Now, however, it isn’t enough to be busy. You have to be crazy busy. Because in this country, don’t you know, you have to take everything to the next level. And that includes being insanely busy.
When Did Crazy Become a Worthwhile Goal?
I’ve made a point of not answering the “how are you doing” question with the answer “busy”. And I’ve made deliberate choices over the past eight or nine years to avoid getting myself into a rat race type lifestyle that would necessitate such an answer. I have no desire to be crazy busy. Being crazy busy is not a badge of honor in my book.
Think about it… Crazy is a goal to aspire to? When did this happen in our culture? And, even more so, when did crazy become a biblical virtue?

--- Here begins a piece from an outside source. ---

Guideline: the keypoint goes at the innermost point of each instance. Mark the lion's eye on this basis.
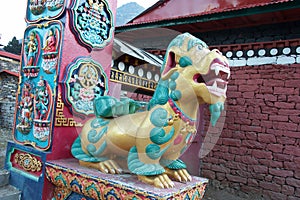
(199, 47)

Longing for the Quiet of Home
I would not say I have been crazy busy these past six weeks, especially by the standards that most people keep. But I have been too busy. I have literally been homesick and heartsick to be home for a full day.
Going through this was a good reminder to me of where I have come from and what I have accomplished in my life. No, not the accomplishment of being busy. Instead it is the accomplishment of being happy and content NOT being busy. The ability to be at home and be happy about it. In fact, to long for home and the quiet puttering around my house. Yes, there are days when I am ready to be out and about. But for the most part I find a great deal of joy and contentment at home.
Going through an unavoidable season where this was disrupted has simply helped me realize yet again the great value emotionally, spiritually, financially, relationally and physically of being at home. I can point to examples in each of these areas where I/we have suffered because of the busyness. It has done little to enhance our home life in any way, shape or form.
So I am happy to let the crazy busy people continue on their way while I quietly go mine. I am drawing a thankful sigh of relief that I am just about through this season and that today, for the first time in a long time, I pulled out a beloved book, sat in a quiet room all alone, and peacefully sipped my coffee.